O antropólogo sinaliza, no entanto, que o papel de filhos como cuidadores pode variar em cada cultura, sendo menos comum em alguns países europeus, por exemplo.
— No Brasil, os valores de reciprocidade e interdependência familiar permanecem fortes, perpetuando a ideia de que é natural que os filhos cuidem dos pais em sua velhice. Esse fenômeno, no entanto, não é universal. Em sociedades onde o individualismo é mais presente, os cuidados são mais frequentemente delegados a instituições especializadas, o que aponta para variações culturais na forma de lidar com esse desafio — justifica.
"As decisões são totalmente racionais"
Para além das questões emocionais, assumir a responsabilidade sobre Lila também mudou a rotina das filhas. Os sábados de Daniela, por exemplo, são dedicados para a mãe. Não se trata, contudo, de uma obrigação, mas, sim, de uma escolha por estar mais perto da genitora e, ao mesmo, aliviar um sentimento de culpa que insiste em se manifestar.
A decisão de cuidar dos pais é totalmente racional, porque se for emocional, não fazemos o que precisa ser feito
DANIELA GROLLI
Psicóloga
— O residencial nos ajudou muito, mas daí vem os questionamentos. Será que eu não deveria estar cuidando dela? Será que estão cuidando como eu cuidaria? (...) Por isso que eu sempre falo que a decisão de cuidar dos pais é totalmente racional, porque se for emocional, não fazemos o que precisa ser feito — reflete a psicóloga.

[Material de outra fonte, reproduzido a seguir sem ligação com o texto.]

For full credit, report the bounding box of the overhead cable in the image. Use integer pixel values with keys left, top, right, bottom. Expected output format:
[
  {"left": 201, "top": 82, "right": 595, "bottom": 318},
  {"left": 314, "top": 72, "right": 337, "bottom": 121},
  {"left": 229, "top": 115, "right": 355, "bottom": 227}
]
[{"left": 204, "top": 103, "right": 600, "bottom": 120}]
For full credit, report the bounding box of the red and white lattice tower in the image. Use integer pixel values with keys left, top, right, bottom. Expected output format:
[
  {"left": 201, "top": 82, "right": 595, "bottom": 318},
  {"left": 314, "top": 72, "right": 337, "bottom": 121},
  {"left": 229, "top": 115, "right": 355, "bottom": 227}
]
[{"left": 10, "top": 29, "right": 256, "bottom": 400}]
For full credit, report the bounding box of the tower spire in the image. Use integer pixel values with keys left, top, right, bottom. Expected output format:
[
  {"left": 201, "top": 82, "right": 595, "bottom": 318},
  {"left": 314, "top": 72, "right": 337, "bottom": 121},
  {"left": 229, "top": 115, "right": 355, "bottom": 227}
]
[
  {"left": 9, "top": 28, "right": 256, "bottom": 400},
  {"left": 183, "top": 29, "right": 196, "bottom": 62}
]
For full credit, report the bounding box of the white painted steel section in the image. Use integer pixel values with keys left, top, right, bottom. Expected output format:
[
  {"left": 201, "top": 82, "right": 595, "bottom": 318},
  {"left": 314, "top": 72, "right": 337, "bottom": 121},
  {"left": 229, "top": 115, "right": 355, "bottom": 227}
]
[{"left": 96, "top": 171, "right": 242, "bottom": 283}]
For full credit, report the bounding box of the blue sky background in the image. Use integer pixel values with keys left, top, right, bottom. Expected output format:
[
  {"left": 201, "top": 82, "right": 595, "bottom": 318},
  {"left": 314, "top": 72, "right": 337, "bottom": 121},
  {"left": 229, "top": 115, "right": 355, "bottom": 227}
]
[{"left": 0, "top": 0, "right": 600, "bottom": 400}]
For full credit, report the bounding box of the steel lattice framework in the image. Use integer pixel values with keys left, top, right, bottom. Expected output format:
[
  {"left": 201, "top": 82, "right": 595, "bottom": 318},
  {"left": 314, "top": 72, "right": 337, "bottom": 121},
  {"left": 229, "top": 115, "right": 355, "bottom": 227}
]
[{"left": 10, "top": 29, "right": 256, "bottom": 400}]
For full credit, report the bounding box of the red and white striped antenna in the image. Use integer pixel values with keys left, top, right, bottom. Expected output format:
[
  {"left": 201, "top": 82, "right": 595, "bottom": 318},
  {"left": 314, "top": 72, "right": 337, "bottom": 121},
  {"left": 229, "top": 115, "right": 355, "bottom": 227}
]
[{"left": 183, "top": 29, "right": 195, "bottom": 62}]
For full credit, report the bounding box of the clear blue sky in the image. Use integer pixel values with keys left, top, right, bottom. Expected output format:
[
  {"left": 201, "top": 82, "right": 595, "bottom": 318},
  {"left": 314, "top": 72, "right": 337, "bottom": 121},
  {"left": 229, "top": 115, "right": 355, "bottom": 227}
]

Analisando outros aspectos da chamada geração sanduíche, o antropólogo Cristiano Sobroza Monteiro, aponta que o cuidado familiar ainda recai preponderantemente sobre as mulheres, gerando, em muitos casos, sobrecarga física, emocional e financeira.
— O fortalecimento de redes de apoio, como creches acessíveis e programas de assistência a idosos, é essencial para aliviar essa carga. Contudo, para transformar essas relações de maneira duradoura, é necessário um trabalho cultural mais profundo, que envolva a redefinição das expectativas em relação ao papel de homens e mulheres no cuidado — acredita.
Experiência profissional para apoiar a mãe
A professora de Educação Física Evelise Bissaco Weber acredita que o trabalho com idosos desde a faculdade a ajudou a compreender e lidar com o envelhecimento da mãe dela, Therezinha Luiza Spinato Bissaco, 90 anos.
A aposentada vive em um residencial há cerca de um ano e meio e foi diagnosticada com Alzheimer em 2017. A mudança para um ambiente especializado exigiu um processo de adaptação da família, com permanências mais flexíveis, durante poucas horas. Atualmente, com a moradia bem-estabelecida, as visitas de Evelise são acompanhadas por atividades e estímulos para que a mãe se sinta ativa e não perca as memórias afetivas.
É um processo que não é muito fácil, porque nos deparamos com o envelhecimento dela e sabemos que ela está se despedindo de nós aos pouquinhos
EVELISE BISSACO WEBER
Professora de Educação Física
— É um processo que não é muito fácil, porque nos deparamos com o envelhecimento dela e sabemos que ela está se despedindo de nós aos pouquinhos. Eu procuro levar fotos antigas e conversar bastante para que ela nos reconheça e grave quem somos. Eu estou sempre estimulando, tanto a parte física, quanto cognitiva — explica Evelise, que acrescenta:
— Acredito que a Educação Física me deu muito essa visão de não olhar o ruim acontecendo, mas ver as possibilidades de coisas boas que eu posso trabalhar com ela.